The Unexpected

I am humbled by the unpredictability of Life these past few months.  We never know what is in store for us season to season or even day to day. 

I celebrated New Year’s Day with some of my family including my Mom and her youngest sister, my Aunt Jula.  That evening around dinner, Jula set an intention to join my Mother’s Day workshop and have a chance to be a part of my flower farming experience.  She was excited to see me “in action” and join the fun. I was moved by her interest and motivation and we set tentative plans.

She will not be here to join me this weekend.

Not 4 weeks later on a Wednesday evening, I received a late night call- rarely a good thing- from my mom who tearfully shared that Jula was in the hospital because she had lost her ability to speak.  Within a day, we learned that she had metastatic melanoma, and lesions were found in her brain and throughout her body.  I spent the spring driving Mom to Virginia to spend time with Jula in the hospital and ultimately during her final days at home.

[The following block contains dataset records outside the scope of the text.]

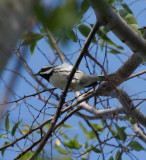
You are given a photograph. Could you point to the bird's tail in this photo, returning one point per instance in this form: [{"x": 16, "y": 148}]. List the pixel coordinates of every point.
[{"x": 110, "y": 77}]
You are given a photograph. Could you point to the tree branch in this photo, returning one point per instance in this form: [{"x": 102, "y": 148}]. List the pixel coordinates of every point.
[{"x": 56, "y": 116}]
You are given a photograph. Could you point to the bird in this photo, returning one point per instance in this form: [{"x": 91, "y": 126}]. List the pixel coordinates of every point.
[{"x": 58, "y": 77}]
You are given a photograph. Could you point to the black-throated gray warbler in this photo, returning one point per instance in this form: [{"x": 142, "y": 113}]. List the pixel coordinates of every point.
[{"x": 58, "y": 76}]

At this chapter of my life, I have experienced cancer in many ways, and it is never easy.  My mom beat it.  My friend, Jeff, lived with it for years before losing his battle. Jula was gone within 8 weeks. That’s 56 days. Fifty-six days.  Her cancer was fast and furious and absolutely horrific.  And none of us saw this coming.

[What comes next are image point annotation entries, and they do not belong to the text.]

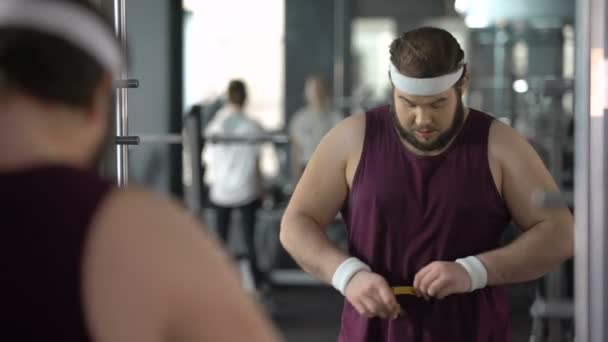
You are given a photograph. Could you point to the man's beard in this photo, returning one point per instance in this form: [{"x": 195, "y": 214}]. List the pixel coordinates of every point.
[{"x": 441, "y": 141}]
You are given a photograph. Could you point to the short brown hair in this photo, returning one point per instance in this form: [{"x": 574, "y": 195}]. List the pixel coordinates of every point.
[
  {"x": 50, "y": 67},
  {"x": 237, "y": 93},
  {"x": 426, "y": 52}
]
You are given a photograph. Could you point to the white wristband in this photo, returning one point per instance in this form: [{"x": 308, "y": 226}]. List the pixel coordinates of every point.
[
  {"x": 476, "y": 270},
  {"x": 346, "y": 271}
]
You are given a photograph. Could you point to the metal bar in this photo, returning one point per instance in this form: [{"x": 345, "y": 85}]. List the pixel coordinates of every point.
[
  {"x": 590, "y": 174},
  {"x": 339, "y": 48},
  {"x": 127, "y": 140},
  {"x": 122, "y": 119},
  {"x": 161, "y": 138},
  {"x": 277, "y": 139},
  {"x": 179, "y": 139},
  {"x": 130, "y": 83},
  {"x": 192, "y": 163}
]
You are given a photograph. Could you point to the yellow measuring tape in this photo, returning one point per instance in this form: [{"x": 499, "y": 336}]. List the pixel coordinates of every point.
[{"x": 404, "y": 290}]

Jula was beautiful and vibrant.  Poised, smart, academic, curious.  She loved to teach and travel and spent years visiting places all over the world.  She never had children and deeply valued her relationships with all of us. Importantly, she was the historian of our family and had an uncanny ability to remember absolutely every detail.  I always thought I would capture her knowledge and write it down.  Now that opportunity is gone.

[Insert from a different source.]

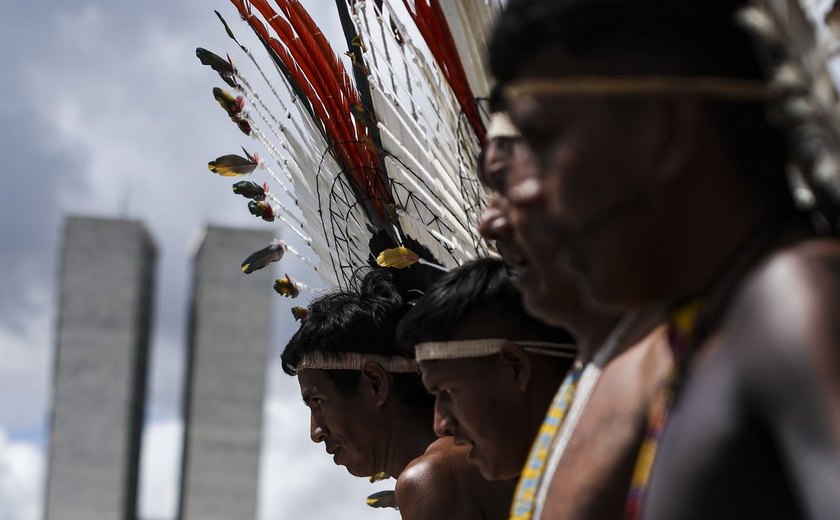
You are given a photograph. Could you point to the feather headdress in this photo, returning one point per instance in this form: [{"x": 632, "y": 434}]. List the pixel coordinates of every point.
[
  {"x": 800, "y": 52},
  {"x": 378, "y": 162}
]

It has felt a little flat whining about losing some of my field grown tulips or snapdragons, frankly, and I have struggled to find meaningful things to post on social media.  I know that I am not alone in loss and suffering. I have been trying to be present in the fields and absorb the losses of a tough winter by simultaneously finding hope in the new growth.  It has been somewhat comforting the past few weeks. 

If anything is a reminder that Life goes on- it’s Nature.  Life dances with Death and things continue to grow around or beside where what we love and cherish once was. I will be missing Jula this weekend- and know that she is there in Sprit.